Il fait ça à une vitesse impressionnante, au rythme d’un vieux morceau du groupe UB40 qui passe à la radio. La babiche mouillée glisse sur une plaque et il la découpe d’un geste sûr avec un coupoir. À ses pieds, un énorme seau rempli de lacets. C’est visqueux et ça sent mauvais.

S’ensuit l’étape du tissage confiée entre autres à Chantal, puis toutes ces raquettes seront séchées. Les cadres, eux, sont fabriqués dans un autre endroit de l’usine où de la poussière de bois tapisse le sol. On les ponce, les assemble et les estampille du logo de la marque.

Un tampon et un morceau de bois sur lequel on peut voir le logo de Raquettes GV.

Les raquettes en bois sont estampillées du logo de l'entreprise.

Photo : Radio-Canada / Delphine Jung

Dans un autre recoin de l’usine, ce sont les raquettes en aluminium qu’on empile après que les employés y ont fixé harnais et crampons.

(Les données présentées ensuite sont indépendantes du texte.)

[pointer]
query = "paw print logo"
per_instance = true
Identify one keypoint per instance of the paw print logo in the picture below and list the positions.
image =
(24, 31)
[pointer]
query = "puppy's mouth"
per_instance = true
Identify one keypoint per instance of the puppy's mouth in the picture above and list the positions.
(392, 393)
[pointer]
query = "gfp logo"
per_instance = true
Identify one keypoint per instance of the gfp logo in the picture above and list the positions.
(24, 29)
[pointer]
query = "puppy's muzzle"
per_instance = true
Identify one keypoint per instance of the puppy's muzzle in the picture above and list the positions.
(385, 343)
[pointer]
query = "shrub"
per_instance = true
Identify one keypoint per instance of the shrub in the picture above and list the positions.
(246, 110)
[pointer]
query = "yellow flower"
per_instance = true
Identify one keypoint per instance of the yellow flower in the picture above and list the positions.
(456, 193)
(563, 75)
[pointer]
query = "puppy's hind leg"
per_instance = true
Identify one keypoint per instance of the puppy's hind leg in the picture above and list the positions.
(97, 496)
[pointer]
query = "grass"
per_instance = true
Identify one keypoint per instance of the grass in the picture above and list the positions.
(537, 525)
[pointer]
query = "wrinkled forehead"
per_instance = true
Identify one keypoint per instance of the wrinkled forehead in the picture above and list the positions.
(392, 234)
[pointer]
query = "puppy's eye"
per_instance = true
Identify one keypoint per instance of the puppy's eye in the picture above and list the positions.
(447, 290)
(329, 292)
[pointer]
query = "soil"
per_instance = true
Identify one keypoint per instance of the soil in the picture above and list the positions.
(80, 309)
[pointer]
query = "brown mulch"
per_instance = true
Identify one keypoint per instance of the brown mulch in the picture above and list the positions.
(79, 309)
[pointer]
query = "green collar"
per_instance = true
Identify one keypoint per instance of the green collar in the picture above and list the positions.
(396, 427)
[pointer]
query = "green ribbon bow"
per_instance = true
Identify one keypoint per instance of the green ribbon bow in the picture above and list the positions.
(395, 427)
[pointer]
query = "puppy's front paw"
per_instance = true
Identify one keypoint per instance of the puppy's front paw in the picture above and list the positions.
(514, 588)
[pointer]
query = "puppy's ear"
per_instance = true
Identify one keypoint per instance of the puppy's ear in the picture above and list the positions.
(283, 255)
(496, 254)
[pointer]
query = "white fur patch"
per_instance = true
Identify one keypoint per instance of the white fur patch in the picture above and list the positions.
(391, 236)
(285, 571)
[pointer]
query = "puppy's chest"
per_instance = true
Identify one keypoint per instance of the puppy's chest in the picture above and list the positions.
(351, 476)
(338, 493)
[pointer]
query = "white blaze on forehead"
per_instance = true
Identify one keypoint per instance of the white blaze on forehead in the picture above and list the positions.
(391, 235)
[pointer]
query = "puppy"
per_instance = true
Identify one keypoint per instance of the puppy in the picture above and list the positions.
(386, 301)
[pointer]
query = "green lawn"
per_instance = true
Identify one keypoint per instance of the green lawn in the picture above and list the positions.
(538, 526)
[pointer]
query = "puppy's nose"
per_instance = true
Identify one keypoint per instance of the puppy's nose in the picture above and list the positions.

Elles sont ensuite emballées, prêtes à être expédiées après avoir été inspectées.

Un homme ponce un cadre de raquette en bois avec une ponceuse électrique.

Les morceaux de bois sont découpés à l'usine puis poncés.

Photo : Radio-Canada / Delphine Jung

Le principal problème de Raquettes GV aujourd'hui est le manque de relève. C’est sûr que ça nous inquiète de plus en plus. On est toujours venus à bout de tous les problèmes qu’on a rencontrés. On arrivera à venir à bout de celui-là, dit Stephen Vincent, confiant.

En bois ou en aluminium, la raquette a encore un bel avenir devant elle malgré tout, selon lui : C’est une tradition qui ne veut pas s’éteindre.

Raquettes GV en quelques chiffres :

  • Les ventes en Europe représentent 5 à 10 % du chiffre d’affaires.
  • Les ventes au Québec représentent 70 % du chiffre d’affaires.
  • L’usine de Wendake compte 24 employés, dont 5 à 6 membres de communautés autochtones.
  • Le chiffre d’affaires tourne autour de 8 millions de dollars.
  • Le prix des raquettes varie de 140 $ pour l’entrée de gamme à 300 $ pour le haut de gamme. Pour du fabriqué au Québec, précise M. Vincent.
  • Le prix d’une raquette en bois est d'environ 200 $.